Down to earth, hopeless but arrogant Faust talks to himself:
"I see that we cannot understand anything,
That's what makes me nervous,
No longer obsession,
No longer doubt,
No more fear of the devil,
Nor hell,
That's why I have nothing joyful in life."

Mephistopheles interrupts Faust's solitude:
"Evils and ghosts have a rule,
They must get out just from the door,
They've got in,
We are empowered by ourselves at first,
But we are enforced by the other, after that."

Mephistopheles:
"There exists none of the four elements in this animal!"

Mephistopheles gives a sarcastic solution for Faust's skepticism:
"That's the way which needs no money, no medical science, no magic. Go to the farms right now. Hoe the land, and keep your mind in a close circle. Be happy with a simple food, live like an animal among other animals, and do not take it a low job to manure the farm by your own hands, and believe me that's the best way to become 80 years younger!"

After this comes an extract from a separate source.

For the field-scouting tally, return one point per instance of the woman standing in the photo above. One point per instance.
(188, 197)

Mephistopheles to the Faust's girlfriend and her mother:
"Nice idea! The one who overcomes his ego, will be victorious certainly. The church has a good stomach, it has swallowed whole countries and never has got sick. Dear ladies, the illegitimate money can only be digested by the church"

Mephistopheles to Faust:
"Nature is bound to the sin, and intelligence with the devil. I cansee the doubt as an illegitimate and ugly son between them"

Mephistopheles to Faust:
"who can have either a foolish or brilliant idea that nobody ever had before? Think! The Devil is old. You should get old to know him"

Faust:
"Finally we are dependent to our own creatures."

Who told this?
"You are, before you have the right to be."

The Distress:
"The one I cover under my wings,
Has no tendency to the world,
There's no sunrise or sunset,
In his eyes covered by an eternal mist,
The darkness lingers in him.

The treasures he longs for them, in vain,
He can get with a glimpse of an eye.
Fortune, misfortune,
Everything is annoying for him.

He'll die of hunger as he is rich.
Joy or Sorrow,
He postpones it to tomorrow.
He always thinks about tomorrow."

Wednesday, December 13, 2006

The Philosopher's Gift


I had a visit to the first big book fair in our small town. A friend of mine, Hossein, is a philosopher. He has the masters in western philosophy, and he has chosen this corner to live and kill the time. We have always argues and I always encourage him to continue his study abroad. I'll persuade him one day I know.

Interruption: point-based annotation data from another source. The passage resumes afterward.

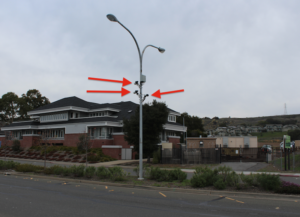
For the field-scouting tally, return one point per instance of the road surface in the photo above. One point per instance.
(22, 196)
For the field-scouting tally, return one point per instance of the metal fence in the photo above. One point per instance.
(190, 156)
(289, 160)
(243, 155)
(212, 155)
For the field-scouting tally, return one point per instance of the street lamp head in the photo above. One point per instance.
(112, 17)
(161, 50)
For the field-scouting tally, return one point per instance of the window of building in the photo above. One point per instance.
(172, 118)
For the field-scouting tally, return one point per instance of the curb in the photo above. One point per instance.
(132, 167)
(176, 190)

Anyway, he gifted me a book last night, Marcus Aurelius Meditations. Aurelius was the Roman emperor and philosopher (the one who died or was killed by his son in the beginning of Gladiator movie). This book is about his own "moral" issues he had experienced and gained during his life. The point of it is that, he writes about morality in his most powerful time and situation as the emperor. That's in contrast with Nietzsche's theory who says moarlity is an artifact of the weak!
I've just read the first of 12 chapters.